Les monarchies absolues avaient déshonoré le despotisme ; prenons garde que les républiques démocratiques ne le réhabilitent, et qu’en le rendant plus lourd pour quelques-uns, elles ne lui ôtent, aux yeux du plus grand nombre, son aspect odieux et son caractère avilissant. »

Exilé

Il me plaît de rendre hommage à Tocqueville, cet immense esprit.

L'image d'illustration, reprenant le portrait d'un homme dont le visage exprime l'intelligence, vient appuyer à propos cette affirmation.

De quoi tout de même porter quelque crédit à une théorie de la morphopsychologie si décriée de nos jours.
Mais ceci est une autre histoire...

Achille

« on ne mérite pas toujours de se dire un homme. »

Et pour les femmes je suppose que c’est pareil… :)

Wilfrid Druais

"Tocqueville nous donne la clé de l'énigme. Le criminel reste parmi les hommes mais il n'a plus rien qui le rattache à ce à quoi son humanité lui aurait donné droit s'il avait été à la hauteur de celle-ci. Un homme donc mais séparé de nous."

"Être à la hauteur de l'humanité" voilà qui donne à réfléchir.
Dire que le criminel a plus ou moins quitté l'humanité en commettant un crime, c'est comme dire que l'animal à quitté l'animalité en tuant un autre animal pour survivre, manger ou pas. Tuer pour survivre est consubstantiel à l'animal même si certains animaux, et jamais gratuitement, tuent pour autre chose que la survie. Comme les chats qui tuent des rats pour jouer et apprendre à tuer et donc survivre plus tard.

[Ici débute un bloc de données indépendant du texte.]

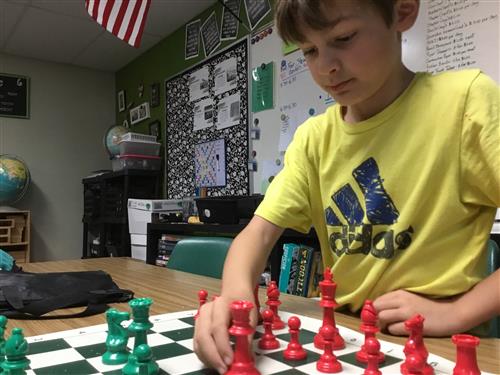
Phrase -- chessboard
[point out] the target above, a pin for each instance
(80, 351)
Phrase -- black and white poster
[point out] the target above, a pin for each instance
(230, 24)
(256, 11)
(192, 42)
(210, 34)
(14, 96)
(190, 123)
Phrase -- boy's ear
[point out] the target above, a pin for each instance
(405, 14)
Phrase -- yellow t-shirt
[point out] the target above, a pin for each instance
(403, 200)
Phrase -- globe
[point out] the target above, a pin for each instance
(14, 179)
(112, 137)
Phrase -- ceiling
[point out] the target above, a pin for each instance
(62, 31)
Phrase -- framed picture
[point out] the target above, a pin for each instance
(139, 113)
(121, 101)
(155, 129)
(155, 95)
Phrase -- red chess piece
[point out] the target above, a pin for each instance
(369, 328)
(268, 341)
(415, 344)
(273, 295)
(466, 355)
(257, 304)
(328, 362)
(294, 351)
(372, 347)
(241, 329)
(328, 303)
(202, 298)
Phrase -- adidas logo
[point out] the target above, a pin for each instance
(351, 235)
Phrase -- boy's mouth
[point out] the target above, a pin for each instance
(340, 86)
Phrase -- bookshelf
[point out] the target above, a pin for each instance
(15, 237)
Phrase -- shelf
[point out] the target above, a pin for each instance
(19, 228)
(14, 244)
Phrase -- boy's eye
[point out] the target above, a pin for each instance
(309, 51)
(346, 38)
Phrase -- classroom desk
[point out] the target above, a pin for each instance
(177, 291)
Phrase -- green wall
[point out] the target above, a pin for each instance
(164, 60)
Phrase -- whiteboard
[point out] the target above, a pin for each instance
(447, 35)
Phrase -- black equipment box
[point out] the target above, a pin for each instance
(227, 210)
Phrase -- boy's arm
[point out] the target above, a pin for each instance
(442, 317)
(245, 261)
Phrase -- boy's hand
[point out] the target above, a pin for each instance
(441, 318)
(211, 337)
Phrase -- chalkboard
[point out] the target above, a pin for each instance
(14, 96)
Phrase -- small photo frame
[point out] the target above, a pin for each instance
(121, 101)
(139, 113)
(155, 95)
(155, 129)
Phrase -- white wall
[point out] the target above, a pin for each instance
(70, 109)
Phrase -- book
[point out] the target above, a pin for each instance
(286, 262)
(315, 275)
(294, 266)
(304, 265)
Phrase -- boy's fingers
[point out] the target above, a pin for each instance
(204, 345)
(220, 336)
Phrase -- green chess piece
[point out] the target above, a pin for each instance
(16, 348)
(141, 362)
(141, 324)
(116, 341)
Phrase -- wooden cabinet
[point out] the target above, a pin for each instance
(15, 234)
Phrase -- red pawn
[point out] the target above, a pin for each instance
(328, 362)
(372, 347)
(241, 329)
(202, 298)
(273, 295)
(466, 355)
(328, 304)
(294, 351)
(268, 341)
(369, 328)
(415, 344)
(257, 304)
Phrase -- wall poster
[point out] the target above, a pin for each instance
(221, 115)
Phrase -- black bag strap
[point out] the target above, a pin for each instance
(96, 303)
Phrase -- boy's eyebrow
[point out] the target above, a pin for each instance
(340, 19)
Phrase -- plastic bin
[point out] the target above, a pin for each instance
(145, 162)
(139, 148)
(138, 137)
(227, 210)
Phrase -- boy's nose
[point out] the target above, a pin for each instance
(327, 63)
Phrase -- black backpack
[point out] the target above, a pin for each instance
(25, 295)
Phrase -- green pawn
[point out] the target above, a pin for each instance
(3, 326)
(141, 362)
(141, 323)
(116, 341)
(16, 348)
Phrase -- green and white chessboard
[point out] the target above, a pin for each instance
(79, 351)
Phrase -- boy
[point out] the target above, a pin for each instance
(400, 179)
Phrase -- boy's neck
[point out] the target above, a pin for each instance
(391, 90)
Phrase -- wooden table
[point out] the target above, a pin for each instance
(177, 291)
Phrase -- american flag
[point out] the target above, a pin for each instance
(123, 18)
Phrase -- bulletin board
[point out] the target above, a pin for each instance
(200, 109)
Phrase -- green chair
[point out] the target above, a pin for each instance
(493, 265)
(200, 255)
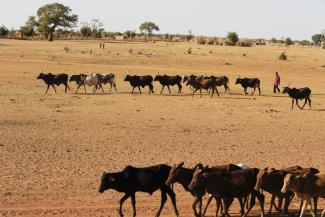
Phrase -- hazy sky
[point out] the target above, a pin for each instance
(298, 19)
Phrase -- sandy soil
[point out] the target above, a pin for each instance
(54, 148)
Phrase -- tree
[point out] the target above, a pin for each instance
(149, 27)
(189, 37)
(288, 41)
(52, 16)
(318, 39)
(85, 31)
(232, 37)
(95, 27)
(3, 31)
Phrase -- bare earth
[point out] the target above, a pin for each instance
(54, 148)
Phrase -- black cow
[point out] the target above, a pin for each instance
(166, 80)
(249, 82)
(137, 81)
(80, 80)
(300, 93)
(132, 180)
(51, 79)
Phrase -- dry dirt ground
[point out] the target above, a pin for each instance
(54, 148)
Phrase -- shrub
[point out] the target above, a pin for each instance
(288, 41)
(232, 37)
(283, 56)
(201, 40)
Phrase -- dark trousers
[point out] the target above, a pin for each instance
(276, 88)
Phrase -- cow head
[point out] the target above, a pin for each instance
(108, 181)
(157, 77)
(287, 182)
(286, 88)
(175, 174)
(40, 76)
(261, 178)
(198, 179)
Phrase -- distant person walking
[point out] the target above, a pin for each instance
(276, 83)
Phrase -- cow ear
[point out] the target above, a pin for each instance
(180, 164)
(111, 179)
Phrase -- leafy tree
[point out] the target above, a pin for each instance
(52, 16)
(288, 41)
(318, 39)
(232, 37)
(85, 31)
(273, 40)
(189, 36)
(149, 27)
(3, 31)
(95, 27)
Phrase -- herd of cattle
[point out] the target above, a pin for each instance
(222, 183)
(209, 83)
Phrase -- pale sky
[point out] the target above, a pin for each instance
(298, 19)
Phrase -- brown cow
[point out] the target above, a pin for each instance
(237, 184)
(271, 181)
(306, 187)
(183, 175)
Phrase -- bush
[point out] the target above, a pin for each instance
(288, 41)
(283, 56)
(201, 40)
(3, 31)
(232, 37)
(245, 43)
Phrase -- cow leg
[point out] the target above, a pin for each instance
(315, 199)
(126, 196)
(133, 205)
(163, 201)
(242, 206)
(208, 203)
(47, 89)
(195, 202)
(253, 91)
(172, 196)
(194, 92)
(303, 208)
(271, 204)
(162, 89)
(216, 89)
(53, 87)
(179, 88)
(169, 89)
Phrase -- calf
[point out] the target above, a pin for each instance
(166, 80)
(238, 184)
(204, 83)
(306, 187)
(300, 93)
(271, 181)
(51, 79)
(140, 81)
(132, 180)
(108, 78)
(183, 175)
(79, 79)
(249, 82)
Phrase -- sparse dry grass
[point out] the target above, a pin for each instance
(54, 148)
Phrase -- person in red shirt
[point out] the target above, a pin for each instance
(276, 83)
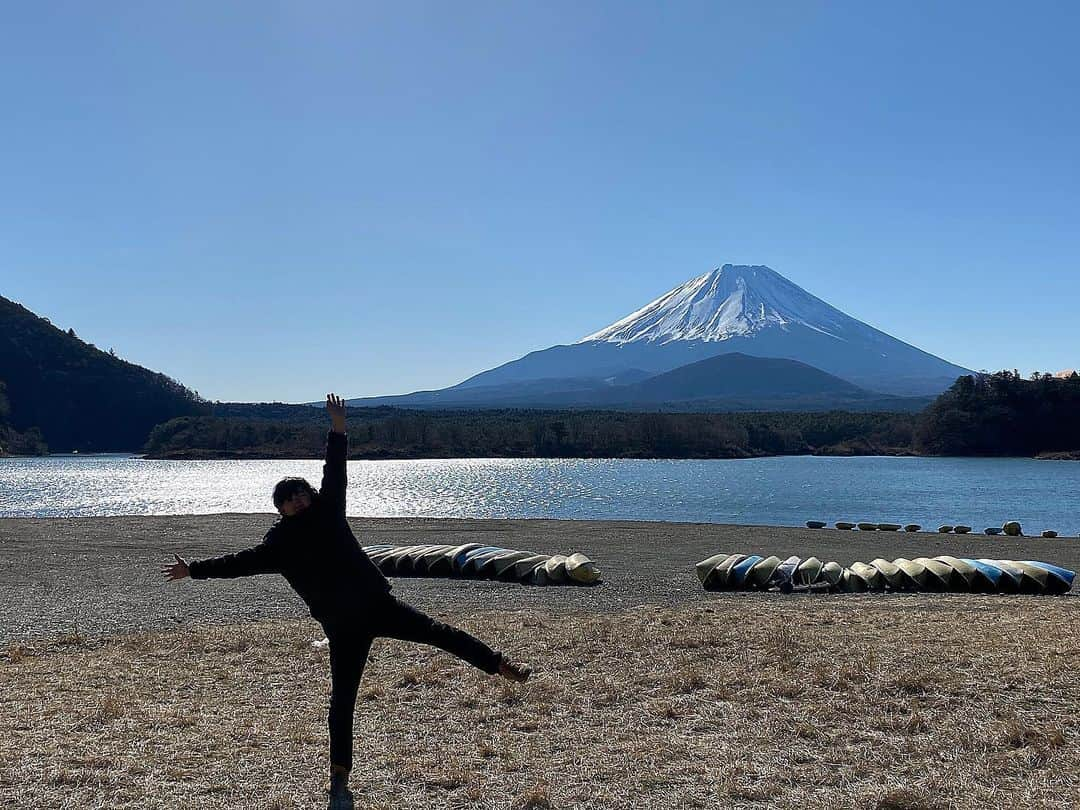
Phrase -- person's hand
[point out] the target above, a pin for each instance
(335, 406)
(176, 570)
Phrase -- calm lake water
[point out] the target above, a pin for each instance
(785, 490)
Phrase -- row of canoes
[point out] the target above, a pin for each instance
(1012, 528)
(476, 561)
(757, 572)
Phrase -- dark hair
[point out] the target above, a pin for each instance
(287, 487)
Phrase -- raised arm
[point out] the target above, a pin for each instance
(334, 484)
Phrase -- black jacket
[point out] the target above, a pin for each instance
(315, 551)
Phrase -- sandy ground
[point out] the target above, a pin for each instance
(100, 575)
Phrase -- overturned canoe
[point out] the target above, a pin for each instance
(475, 561)
(962, 575)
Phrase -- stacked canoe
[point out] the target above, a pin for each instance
(757, 572)
(476, 561)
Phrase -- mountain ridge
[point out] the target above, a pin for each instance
(748, 309)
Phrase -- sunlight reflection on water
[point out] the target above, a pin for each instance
(785, 490)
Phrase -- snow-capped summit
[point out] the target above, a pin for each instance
(733, 300)
(748, 310)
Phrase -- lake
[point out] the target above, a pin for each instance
(780, 490)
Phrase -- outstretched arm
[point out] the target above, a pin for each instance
(261, 558)
(335, 406)
(337, 447)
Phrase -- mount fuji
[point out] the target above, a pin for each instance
(750, 310)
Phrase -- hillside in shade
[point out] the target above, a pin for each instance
(78, 396)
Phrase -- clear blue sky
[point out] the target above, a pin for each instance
(271, 200)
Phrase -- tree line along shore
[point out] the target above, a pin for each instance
(987, 415)
(991, 415)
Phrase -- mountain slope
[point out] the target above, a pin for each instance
(80, 397)
(742, 376)
(752, 310)
(731, 381)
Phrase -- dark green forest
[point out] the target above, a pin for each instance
(986, 415)
(61, 393)
(73, 396)
(1003, 415)
(380, 433)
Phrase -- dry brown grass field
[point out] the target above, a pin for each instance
(886, 702)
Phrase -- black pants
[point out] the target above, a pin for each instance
(350, 643)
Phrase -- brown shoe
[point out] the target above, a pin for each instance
(339, 795)
(513, 671)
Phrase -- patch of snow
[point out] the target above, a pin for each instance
(733, 300)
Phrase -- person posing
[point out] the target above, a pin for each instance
(312, 545)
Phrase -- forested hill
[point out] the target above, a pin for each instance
(1003, 415)
(77, 395)
(282, 431)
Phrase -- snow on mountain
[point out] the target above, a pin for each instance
(734, 300)
(748, 309)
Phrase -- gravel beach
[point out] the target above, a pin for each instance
(100, 575)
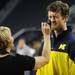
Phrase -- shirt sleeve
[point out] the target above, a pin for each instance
(72, 51)
(27, 62)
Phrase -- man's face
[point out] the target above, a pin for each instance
(57, 21)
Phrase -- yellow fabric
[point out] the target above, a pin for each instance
(59, 64)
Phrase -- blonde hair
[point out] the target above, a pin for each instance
(4, 38)
(4, 32)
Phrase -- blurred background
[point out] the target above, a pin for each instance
(24, 17)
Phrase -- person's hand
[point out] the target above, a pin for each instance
(45, 28)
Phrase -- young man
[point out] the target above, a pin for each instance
(15, 65)
(62, 55)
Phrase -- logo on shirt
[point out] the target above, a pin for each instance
(62, 46)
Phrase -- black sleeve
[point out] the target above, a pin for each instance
(72, 51)
(27, 62)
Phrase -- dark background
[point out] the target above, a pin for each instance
(27, 13)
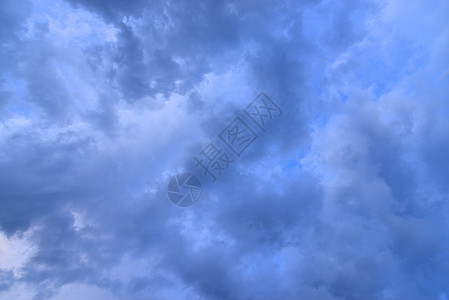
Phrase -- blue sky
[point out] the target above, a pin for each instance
(345, 196)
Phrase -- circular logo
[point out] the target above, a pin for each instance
(184, 189)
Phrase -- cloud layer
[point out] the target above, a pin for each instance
(342, 197)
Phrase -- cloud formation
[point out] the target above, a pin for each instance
(343, 197)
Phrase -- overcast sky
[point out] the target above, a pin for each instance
(344, 196)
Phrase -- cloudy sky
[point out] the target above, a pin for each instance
(343, 196)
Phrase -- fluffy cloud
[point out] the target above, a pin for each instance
(343, 197)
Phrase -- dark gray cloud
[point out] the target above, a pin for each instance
(343, 196)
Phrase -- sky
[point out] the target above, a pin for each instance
(344, 195)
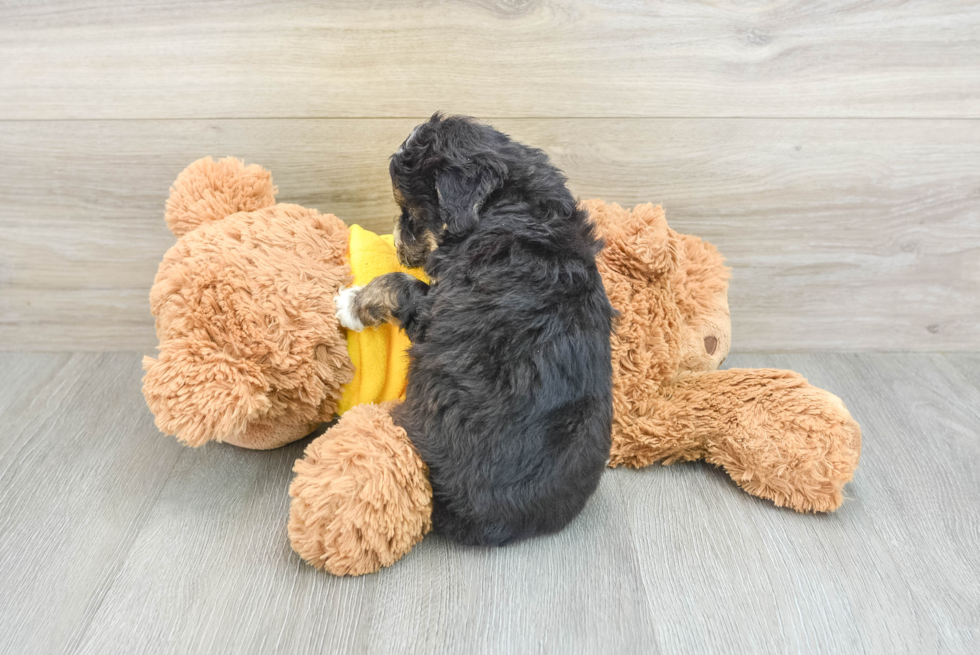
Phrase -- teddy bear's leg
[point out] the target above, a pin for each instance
(779, 437)
(361, 495)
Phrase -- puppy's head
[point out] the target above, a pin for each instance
(441, 177)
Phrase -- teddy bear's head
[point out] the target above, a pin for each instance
(671, 291)
(250, 350)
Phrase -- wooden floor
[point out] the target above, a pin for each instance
(115, 539)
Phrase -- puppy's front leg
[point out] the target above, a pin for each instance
(398, 298)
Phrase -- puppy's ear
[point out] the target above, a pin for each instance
(462, 194)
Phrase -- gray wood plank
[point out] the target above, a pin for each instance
(128, 542)
(116, 59)
(80, 465)
(212, 571)
(843, 234)
(968, 365)
(896, 569)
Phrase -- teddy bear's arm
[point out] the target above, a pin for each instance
(777, 436)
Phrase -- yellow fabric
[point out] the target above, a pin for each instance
(380, 360)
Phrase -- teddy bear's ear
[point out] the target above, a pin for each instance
(210, 190)
(200, 394)
(638, 240)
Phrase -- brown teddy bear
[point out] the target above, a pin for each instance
(252, 354)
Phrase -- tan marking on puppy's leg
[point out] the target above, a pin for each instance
(375, 304)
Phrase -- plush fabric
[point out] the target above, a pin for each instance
(250, 350)
(378, 354)
(777, 436)
(361, 495)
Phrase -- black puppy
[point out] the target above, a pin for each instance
(509, 398)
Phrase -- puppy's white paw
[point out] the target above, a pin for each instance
(345, 308)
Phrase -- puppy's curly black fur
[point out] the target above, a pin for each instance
(509, 397)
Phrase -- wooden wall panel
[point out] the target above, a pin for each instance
(515, 58)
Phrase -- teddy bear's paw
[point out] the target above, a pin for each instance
(361, 495)
(345, 308)
(799, 454)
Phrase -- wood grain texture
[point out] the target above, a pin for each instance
(117, 59)
(843, 234)
(113, 538)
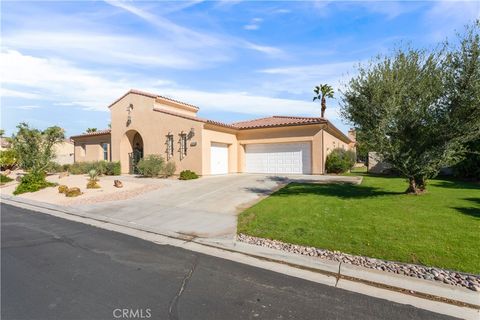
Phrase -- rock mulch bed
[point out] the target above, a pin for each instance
(121, 195)
(469, 281)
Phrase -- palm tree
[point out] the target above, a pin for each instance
(321, 92)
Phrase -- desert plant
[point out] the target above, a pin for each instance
(151, 166)
(93, 184)
(73, 192)
(93, 175)
(32, 182)
(113, 168)
(169, 169)
(340, 161)
(53, 167)
(8, 159)
(188, 175)
(322, 92)
(4, 179)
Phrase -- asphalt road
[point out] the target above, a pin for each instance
(59, 269)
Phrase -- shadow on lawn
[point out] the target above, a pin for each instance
(471, 211)
(340, 190)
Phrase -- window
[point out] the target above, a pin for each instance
(169, 146)
(105, 151)
(183, 145)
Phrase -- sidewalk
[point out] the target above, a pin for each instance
(430, 295)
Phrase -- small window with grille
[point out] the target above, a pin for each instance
(183, 145)
(169, 146)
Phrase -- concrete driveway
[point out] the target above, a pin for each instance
(206, 207)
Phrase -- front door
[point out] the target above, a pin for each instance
(134, 158)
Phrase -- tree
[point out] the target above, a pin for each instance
(419, 109)
(322, 92)
(35, 148)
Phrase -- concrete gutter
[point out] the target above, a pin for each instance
(434, 296)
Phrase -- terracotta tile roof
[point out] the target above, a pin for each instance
(95, 133)
(277, 121)
(217, 123)
(151, 95)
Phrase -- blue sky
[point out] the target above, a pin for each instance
(63, 63)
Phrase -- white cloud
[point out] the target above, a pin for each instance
(302, 79)
(62, 84)
(254, 24)
(190, 37)
(447, 17)
(4, 92)
(27, 107)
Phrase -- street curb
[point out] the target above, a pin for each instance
(420, 288)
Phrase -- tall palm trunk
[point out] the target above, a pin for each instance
(324, 106)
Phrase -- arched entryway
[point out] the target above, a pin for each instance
(131, 151)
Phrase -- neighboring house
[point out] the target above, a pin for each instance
(64, 152)
(144, 123)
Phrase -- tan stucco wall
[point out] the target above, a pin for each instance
(153, 126)
(64, 152)
(92, 146)
(331, 142)
(309, 133)
(220, 135)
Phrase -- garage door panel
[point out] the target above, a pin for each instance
(279, 158)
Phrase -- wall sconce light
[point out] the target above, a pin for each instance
(191, 134)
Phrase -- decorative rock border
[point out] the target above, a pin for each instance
(469, 281)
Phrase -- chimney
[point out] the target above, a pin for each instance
(352, 135)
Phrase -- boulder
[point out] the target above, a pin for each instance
(63, 175)
(62, 188)
(73, 192)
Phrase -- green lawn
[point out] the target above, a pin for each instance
(440, 228)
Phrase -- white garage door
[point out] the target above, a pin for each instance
(219, 158)
(278, 158)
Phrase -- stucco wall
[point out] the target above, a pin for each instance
(89, 148)
(153, 126)
(64, 152)
(308, 133)
(220, 135)
(331, 142)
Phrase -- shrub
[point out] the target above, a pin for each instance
(8, 159)
(339, 161)
(73, 192)
(151, 166)
(93, 175)
(4, 179)
(113, 168)
(93, 184)
(169, 169)
(53, 167)
(102, 167)
(188, 175)
(62, 188)
(32, 182)
(78, 168)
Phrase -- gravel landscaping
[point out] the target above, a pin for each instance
(469, 281)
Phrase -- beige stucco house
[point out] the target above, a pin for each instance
(143, 123)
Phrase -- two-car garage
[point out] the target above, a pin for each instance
(278, 158)
(284, 158)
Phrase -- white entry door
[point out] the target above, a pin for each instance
(278, 158)
(218, 158)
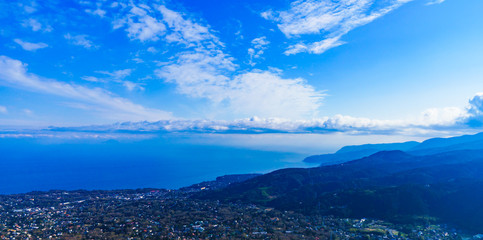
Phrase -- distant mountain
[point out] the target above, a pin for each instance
(219, 183)
(392, 185)
(430, 146)
(348, 153)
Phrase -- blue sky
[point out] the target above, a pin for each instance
(373, 67)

Le crime est consubstantiel à l'être humain ne serait-ce que parce que sans le concept lui-même et donc la morale qui en découle, il n'y pas de crime.
Combien d'être humains tuent leurs congénères pour survivre ? Une infime partie.
Donc mieux vaut-il l'animal ou l'être humain quand on parle de "crimes" ?

Bref, il n'y a rien de plus faux que dire que le crime n'a rien à voir avec l'humanité, au contraire, sans humanité il n'y a pas de crime.